Increased salaries have not yet translated into an economic feel-good factor due to double-digit inflation, further diminishing UK PM Rishi Sunak's dismal chances in the upcoming general election

Despite a 20% yearly decline in the number of positions available, the average beginning salary for UK employment increased in May 2024 at the highest rate in four months, according to data from the job platform Indeed, adding to the messy picture over the inflation outlook.

It is more than the 6.0% increase in official salary data for the three months leading up to April, a 6.5% increase in starting pay compared to a year ago. The pace of growth was the lowest since September 2022, but it was still twice the amount that the Bank of England considers appropriate for moderate inflation.

Even though headline inflation returned to its objective of 2% in May 2024, the BoE is reluctant to lower interest rates from their current 16-year high due largely to uncertainty about whether pay growth is slowing considerably.

However, increased salaries have not yet translated into an economic feel-good factor due to double-digit inflation, further diminishing UK Prime Minister Rishi Sunak’s dismal chances in the upcoming general election.

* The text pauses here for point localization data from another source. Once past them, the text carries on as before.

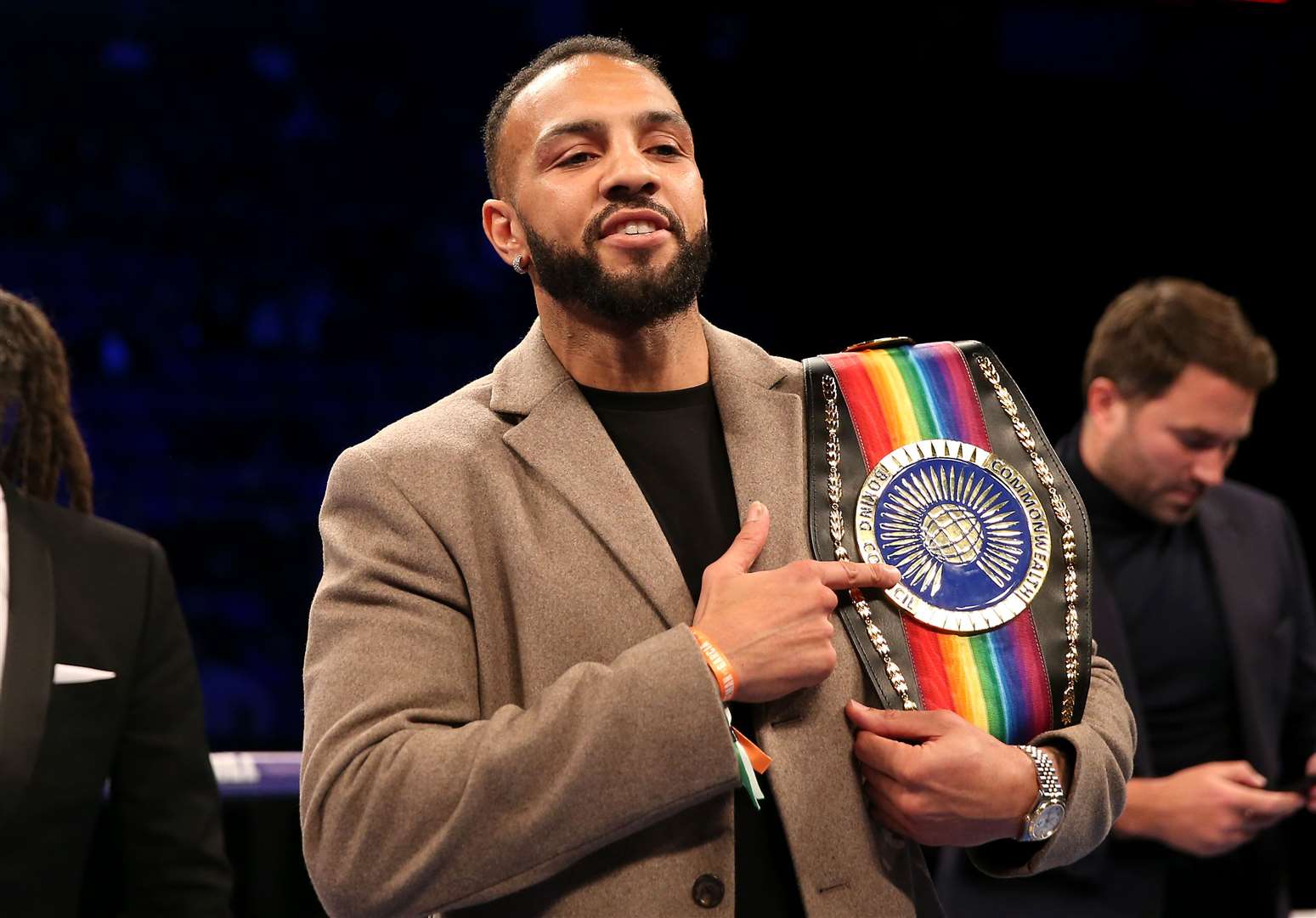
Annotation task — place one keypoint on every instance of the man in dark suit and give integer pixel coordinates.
(96, 677)
(1205, 608)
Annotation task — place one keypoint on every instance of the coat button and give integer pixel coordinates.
(709, 891)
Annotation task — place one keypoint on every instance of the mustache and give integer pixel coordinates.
(594, 232)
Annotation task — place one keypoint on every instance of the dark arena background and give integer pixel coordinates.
(257, 228)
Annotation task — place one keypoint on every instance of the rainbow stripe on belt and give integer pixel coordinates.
(899, 395)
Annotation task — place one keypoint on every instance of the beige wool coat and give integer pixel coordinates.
(506, 709)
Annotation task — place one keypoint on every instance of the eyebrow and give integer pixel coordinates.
(595, 127)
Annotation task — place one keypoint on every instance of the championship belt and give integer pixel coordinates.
(927, 457)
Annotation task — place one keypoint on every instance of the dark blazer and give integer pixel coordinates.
(90, 593)
(1261, 575)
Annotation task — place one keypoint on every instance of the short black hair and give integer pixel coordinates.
(1152, 331)
(554, 54)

Certain economists express concern that the substantial exodus of workers from Britain’s labour force following the COVID-19 pandemic may constitute a long-term storage of inflationary pressures.

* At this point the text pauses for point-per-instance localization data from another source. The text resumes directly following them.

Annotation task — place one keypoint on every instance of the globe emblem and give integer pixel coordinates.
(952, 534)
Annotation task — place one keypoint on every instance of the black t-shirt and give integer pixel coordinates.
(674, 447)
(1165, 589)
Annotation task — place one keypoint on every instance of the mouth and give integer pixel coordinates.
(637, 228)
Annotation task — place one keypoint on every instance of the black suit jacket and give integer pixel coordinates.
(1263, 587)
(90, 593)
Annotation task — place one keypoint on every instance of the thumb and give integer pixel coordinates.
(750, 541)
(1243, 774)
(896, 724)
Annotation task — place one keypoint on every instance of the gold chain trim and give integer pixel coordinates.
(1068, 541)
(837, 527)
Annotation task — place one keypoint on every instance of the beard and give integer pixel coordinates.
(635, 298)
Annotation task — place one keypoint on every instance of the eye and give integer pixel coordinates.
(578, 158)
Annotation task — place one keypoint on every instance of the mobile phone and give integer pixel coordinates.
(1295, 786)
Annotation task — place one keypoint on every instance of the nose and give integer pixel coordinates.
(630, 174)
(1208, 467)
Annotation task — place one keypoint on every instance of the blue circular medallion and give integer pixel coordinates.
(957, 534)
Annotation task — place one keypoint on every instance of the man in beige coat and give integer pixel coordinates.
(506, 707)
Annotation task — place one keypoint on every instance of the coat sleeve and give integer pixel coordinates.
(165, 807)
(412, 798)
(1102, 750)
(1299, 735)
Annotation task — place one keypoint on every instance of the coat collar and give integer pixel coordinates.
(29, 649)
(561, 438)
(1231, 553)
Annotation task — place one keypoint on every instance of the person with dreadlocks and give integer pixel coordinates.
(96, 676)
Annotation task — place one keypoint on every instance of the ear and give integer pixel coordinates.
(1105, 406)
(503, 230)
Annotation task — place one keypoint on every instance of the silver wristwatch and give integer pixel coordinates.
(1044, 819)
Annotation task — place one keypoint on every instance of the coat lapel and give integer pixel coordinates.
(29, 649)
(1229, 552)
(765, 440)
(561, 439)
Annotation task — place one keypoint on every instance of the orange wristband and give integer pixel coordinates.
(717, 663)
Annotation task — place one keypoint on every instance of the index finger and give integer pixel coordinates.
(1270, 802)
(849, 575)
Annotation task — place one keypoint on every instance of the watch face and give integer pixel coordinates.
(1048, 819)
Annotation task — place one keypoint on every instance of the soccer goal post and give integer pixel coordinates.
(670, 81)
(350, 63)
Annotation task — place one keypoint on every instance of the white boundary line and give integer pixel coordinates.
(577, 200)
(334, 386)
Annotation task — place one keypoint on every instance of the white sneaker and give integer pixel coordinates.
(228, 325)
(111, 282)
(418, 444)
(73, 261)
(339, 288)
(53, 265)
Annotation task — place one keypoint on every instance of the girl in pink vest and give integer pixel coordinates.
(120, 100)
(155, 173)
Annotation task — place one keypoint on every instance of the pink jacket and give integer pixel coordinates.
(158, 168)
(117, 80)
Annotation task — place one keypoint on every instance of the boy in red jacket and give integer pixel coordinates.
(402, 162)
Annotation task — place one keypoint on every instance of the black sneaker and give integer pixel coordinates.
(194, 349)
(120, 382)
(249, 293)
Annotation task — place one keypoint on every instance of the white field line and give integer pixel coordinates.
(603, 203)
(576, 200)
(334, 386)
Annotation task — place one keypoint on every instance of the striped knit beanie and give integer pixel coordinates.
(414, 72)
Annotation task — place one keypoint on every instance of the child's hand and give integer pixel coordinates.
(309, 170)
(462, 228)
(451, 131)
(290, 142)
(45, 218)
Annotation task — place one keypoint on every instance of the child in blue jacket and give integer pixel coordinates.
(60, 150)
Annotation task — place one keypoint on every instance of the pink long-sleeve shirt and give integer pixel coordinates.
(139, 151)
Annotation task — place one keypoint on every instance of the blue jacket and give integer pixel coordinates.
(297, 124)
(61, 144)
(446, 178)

However, according to Indeed statistics, the number of empty positions, which is sometimes used as a predictor of future wage and inflation pressures, is 0.9% lower than it was immediately before the COVID-19 outbreak, having dropped by 5% in 2023.

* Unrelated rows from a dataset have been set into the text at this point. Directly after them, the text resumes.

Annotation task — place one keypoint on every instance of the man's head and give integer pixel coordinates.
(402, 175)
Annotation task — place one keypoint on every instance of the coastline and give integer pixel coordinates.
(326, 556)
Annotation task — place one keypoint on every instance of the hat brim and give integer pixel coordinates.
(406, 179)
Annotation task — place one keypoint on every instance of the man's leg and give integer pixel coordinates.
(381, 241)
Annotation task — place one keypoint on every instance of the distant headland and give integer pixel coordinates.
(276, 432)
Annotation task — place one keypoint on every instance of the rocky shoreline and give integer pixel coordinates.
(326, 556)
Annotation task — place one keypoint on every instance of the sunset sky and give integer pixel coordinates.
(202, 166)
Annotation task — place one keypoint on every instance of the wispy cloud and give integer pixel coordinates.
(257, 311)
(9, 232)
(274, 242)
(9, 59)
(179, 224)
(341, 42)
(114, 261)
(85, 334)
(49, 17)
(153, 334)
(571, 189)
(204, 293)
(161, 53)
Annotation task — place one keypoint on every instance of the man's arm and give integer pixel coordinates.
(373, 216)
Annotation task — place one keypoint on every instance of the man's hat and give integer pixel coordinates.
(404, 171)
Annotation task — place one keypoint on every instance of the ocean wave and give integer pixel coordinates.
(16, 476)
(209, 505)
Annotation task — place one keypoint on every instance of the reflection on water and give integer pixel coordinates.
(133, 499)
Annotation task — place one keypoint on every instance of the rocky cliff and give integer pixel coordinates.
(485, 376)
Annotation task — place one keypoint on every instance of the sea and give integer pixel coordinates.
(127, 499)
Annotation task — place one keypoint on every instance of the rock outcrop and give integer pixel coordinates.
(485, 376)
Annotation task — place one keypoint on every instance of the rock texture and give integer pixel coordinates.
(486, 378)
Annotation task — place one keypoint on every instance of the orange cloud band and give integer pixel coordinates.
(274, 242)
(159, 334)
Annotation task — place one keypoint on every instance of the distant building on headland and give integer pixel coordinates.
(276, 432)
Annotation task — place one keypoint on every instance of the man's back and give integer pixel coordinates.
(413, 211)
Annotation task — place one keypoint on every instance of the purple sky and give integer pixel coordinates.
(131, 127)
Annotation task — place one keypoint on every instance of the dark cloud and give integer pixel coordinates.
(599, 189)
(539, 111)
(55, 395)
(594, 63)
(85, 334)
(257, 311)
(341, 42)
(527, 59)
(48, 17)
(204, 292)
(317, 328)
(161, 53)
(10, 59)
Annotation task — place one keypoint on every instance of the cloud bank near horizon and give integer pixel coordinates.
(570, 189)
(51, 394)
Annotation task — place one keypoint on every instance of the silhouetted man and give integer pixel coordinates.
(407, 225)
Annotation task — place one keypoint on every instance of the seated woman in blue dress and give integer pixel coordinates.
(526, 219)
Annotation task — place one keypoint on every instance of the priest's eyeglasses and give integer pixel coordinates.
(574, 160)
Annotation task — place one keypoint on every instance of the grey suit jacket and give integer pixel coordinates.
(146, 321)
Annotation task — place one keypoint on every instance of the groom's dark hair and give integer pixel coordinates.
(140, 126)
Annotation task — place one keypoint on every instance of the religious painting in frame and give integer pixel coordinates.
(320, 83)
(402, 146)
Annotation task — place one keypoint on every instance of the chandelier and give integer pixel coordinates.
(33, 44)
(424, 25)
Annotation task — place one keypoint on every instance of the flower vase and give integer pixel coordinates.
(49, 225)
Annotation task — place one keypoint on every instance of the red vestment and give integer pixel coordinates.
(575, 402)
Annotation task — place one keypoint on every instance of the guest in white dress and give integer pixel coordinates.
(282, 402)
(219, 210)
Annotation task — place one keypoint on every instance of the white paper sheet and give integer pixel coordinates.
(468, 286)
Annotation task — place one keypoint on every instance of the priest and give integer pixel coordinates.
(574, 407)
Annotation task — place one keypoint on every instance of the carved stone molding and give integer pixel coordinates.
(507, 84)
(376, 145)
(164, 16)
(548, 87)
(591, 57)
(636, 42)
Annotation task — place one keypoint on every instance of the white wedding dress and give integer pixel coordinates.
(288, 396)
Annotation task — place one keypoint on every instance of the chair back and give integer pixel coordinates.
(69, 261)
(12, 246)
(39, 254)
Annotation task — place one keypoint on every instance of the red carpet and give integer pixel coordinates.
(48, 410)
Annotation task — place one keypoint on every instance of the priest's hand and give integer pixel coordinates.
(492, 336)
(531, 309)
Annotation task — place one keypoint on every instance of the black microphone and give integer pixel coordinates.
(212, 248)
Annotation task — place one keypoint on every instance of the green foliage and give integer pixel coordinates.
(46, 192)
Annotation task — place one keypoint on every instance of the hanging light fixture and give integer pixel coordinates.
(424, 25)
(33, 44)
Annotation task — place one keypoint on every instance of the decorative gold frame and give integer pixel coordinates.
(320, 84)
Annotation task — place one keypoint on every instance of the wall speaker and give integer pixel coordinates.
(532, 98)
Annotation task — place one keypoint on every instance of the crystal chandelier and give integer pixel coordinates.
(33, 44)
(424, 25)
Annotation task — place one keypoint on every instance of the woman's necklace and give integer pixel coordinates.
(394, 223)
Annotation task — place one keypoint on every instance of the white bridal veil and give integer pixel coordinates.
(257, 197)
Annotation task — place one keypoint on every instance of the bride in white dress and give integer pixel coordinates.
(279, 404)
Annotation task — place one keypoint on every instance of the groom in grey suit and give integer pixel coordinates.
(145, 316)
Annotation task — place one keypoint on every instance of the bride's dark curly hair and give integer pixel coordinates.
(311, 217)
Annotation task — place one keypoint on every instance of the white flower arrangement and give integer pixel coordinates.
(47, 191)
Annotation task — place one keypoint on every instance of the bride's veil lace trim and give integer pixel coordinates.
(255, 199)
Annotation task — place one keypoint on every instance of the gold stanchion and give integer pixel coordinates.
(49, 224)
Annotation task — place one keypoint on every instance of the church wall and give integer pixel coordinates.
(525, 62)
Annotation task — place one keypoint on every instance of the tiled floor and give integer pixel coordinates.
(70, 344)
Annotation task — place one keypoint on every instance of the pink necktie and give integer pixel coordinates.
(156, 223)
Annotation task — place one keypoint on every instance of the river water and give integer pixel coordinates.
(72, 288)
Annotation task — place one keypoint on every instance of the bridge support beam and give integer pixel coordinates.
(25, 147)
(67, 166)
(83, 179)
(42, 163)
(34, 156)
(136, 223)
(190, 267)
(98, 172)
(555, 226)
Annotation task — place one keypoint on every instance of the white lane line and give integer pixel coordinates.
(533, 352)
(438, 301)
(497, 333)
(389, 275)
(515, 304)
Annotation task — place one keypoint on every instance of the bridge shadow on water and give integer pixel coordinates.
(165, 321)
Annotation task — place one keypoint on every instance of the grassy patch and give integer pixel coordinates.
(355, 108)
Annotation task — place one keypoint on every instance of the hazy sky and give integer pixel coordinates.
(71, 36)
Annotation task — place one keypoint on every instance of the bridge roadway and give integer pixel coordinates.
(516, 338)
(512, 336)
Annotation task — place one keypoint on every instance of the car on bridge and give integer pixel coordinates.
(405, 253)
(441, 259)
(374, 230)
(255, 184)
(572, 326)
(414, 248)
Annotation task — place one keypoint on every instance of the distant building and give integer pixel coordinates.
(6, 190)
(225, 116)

According to Jack Kennedy, senior economist at Indeed, “The UK labour market has continued its adjustment in recent months, while it remains rather tight and competitive for employers in many areas.”

The lowest-paid industries, including childcare, cleaning, security, retail, and hospitality, saw the largest pay increases. In April, the minimum wage increased by about 10%, benefiting a large number of workers in these industries.

According to Indeed, the pandemic and post-Brexit immigration policy changes have made it harder to hire people for low-paying jobs.

Software, engineering, veterinary, and aviation positions have the greatest labour shortages, according to the duration of job advertisements.